In fact, the company has approved related party transactions with Asian Paints up to ₹800 crore per financial year starting April 1, 2024 for three years.
So revenue visibility? Strong.
But here’s the plot twist — Q3 FY26 went into loss despite revenue growth.
So what happened?
Is raw material pressure biting margins? Is debt cost rising? Is depreciation eating profits?
Let’s break this plastic puzzle piece by piece.
3. Business Model – WTF Do They Even Do?
Imagine you buy a ₹5,000 paint bucket. The paint inside? Expensive.
They operate 12 manufacturing locations across India. Plus, they have an in-house design and development centre. So they don’t just make containers.

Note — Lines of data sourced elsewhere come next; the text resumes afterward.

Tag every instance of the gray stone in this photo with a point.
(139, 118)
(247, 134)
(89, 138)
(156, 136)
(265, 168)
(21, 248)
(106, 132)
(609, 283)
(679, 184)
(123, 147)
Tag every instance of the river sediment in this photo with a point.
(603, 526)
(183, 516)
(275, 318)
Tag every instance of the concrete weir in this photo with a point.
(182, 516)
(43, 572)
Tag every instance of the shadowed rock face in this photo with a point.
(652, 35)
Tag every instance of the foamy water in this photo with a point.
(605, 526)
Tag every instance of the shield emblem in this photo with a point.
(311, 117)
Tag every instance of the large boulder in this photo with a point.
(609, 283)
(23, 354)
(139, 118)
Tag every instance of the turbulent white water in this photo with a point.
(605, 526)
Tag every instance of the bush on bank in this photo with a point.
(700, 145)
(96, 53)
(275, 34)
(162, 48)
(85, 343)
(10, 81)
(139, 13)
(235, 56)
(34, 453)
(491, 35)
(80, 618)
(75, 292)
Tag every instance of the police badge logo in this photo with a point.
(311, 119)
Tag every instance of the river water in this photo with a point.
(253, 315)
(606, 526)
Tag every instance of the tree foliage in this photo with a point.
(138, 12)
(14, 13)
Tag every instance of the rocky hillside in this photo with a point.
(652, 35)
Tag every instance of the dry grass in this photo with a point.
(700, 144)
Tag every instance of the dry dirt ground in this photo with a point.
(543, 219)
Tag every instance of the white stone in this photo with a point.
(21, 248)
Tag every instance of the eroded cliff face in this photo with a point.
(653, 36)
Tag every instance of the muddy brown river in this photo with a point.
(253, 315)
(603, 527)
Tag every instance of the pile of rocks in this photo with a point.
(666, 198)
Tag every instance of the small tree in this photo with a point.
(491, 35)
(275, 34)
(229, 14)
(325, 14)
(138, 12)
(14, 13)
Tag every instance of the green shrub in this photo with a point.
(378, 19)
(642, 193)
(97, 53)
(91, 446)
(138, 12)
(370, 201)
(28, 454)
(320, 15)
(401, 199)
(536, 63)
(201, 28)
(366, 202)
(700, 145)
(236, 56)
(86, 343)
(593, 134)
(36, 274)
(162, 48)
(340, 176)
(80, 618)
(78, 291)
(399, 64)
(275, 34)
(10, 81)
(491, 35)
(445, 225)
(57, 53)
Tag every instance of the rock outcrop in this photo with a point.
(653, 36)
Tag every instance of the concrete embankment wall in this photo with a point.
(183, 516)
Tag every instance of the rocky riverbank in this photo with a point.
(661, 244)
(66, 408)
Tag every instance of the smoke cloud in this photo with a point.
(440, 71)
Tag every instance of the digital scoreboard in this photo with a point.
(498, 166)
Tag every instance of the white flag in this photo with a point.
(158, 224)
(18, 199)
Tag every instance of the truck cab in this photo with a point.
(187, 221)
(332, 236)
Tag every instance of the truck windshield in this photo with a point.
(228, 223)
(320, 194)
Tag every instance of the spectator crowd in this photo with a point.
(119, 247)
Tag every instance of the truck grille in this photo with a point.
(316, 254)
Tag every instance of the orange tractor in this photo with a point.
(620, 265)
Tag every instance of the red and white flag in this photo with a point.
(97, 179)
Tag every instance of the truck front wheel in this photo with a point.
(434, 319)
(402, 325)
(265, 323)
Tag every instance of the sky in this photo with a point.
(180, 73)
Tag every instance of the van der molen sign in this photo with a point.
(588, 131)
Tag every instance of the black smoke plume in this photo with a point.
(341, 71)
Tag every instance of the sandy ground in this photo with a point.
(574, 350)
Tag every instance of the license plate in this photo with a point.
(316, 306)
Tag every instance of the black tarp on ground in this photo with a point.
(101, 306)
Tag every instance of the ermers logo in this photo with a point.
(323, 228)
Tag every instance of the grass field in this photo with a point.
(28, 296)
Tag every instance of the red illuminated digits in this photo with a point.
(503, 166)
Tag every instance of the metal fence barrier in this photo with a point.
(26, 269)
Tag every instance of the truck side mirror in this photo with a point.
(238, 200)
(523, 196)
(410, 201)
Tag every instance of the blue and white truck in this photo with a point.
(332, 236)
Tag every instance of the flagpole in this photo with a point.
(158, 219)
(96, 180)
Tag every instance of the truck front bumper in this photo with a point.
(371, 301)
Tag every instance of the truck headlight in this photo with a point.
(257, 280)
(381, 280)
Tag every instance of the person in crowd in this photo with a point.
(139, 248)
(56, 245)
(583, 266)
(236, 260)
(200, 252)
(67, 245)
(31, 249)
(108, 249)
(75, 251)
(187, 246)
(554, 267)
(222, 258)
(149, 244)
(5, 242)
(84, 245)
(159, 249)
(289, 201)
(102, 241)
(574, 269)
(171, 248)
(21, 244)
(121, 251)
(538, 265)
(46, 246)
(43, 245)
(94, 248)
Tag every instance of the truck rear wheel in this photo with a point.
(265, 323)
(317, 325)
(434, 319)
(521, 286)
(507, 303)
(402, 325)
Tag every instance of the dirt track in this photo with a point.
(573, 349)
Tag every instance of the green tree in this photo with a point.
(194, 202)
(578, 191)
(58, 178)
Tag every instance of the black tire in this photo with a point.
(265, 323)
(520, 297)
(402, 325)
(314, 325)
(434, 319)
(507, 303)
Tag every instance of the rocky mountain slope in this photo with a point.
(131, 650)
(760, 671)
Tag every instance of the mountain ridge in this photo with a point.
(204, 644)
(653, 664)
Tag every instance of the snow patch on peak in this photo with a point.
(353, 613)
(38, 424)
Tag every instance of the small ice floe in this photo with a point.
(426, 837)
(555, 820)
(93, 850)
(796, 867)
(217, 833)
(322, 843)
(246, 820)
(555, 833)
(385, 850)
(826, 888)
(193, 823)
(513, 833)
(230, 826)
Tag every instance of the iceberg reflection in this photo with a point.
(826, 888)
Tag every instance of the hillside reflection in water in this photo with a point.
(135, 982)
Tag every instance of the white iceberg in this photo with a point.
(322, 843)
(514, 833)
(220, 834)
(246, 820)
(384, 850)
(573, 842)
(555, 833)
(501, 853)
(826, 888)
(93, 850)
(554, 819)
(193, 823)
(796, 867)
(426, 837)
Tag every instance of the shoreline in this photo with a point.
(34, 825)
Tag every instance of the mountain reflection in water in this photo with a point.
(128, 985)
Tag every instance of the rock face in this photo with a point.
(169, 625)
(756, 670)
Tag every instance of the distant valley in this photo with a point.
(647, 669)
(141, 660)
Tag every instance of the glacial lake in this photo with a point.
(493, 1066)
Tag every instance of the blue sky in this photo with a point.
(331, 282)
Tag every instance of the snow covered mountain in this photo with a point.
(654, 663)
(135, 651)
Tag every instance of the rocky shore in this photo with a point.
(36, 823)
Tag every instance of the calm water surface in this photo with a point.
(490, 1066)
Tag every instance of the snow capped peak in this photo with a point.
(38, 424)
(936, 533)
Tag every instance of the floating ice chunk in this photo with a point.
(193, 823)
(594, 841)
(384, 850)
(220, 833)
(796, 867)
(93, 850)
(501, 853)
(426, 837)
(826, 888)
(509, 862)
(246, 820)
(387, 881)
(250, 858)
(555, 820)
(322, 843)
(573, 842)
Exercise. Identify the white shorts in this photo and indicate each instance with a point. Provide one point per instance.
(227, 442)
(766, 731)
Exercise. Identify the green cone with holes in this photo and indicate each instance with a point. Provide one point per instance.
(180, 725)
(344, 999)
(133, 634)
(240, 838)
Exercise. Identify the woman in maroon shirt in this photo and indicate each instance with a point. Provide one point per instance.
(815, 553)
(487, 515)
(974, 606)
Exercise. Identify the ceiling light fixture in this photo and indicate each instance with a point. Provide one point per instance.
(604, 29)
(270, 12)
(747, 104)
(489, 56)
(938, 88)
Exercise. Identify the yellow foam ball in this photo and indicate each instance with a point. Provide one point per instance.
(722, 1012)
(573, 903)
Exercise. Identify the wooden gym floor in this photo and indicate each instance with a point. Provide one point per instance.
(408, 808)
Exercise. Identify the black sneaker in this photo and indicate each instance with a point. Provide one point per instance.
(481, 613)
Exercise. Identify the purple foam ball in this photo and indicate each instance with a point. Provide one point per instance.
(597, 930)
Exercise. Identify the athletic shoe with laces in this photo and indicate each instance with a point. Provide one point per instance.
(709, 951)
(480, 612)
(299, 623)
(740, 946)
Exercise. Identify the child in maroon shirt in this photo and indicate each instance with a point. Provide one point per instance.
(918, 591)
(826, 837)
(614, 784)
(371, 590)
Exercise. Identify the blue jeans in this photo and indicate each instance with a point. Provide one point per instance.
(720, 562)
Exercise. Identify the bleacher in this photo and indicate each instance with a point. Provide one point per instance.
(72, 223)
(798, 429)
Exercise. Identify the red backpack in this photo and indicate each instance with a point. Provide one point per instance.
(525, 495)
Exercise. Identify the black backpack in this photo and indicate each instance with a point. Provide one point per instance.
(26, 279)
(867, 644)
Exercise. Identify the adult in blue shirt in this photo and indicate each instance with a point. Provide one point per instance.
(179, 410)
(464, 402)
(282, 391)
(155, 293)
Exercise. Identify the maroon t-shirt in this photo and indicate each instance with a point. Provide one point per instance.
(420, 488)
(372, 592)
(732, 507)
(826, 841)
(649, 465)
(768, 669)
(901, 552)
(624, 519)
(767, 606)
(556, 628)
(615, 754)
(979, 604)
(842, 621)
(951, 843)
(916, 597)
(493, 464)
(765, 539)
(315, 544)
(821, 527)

They design them.
Revenue breakup FY23:
Sale of products: ~99%
Other operating revenue: ~1%
So they’re pure-play packaging.
They also:
Incorporated Hitech Global Inc in USA (April 2024)
Acquired 100% of Thriarr Polymers (Feb 2025)
Started commercial production at Dahej, Gujarat (March 2024)
Expansion mode? Yes. Capital intensive? Also yes.
Now ask yourself: Packaging is volume-driven. Margins are tight. Raw material is polymer-based.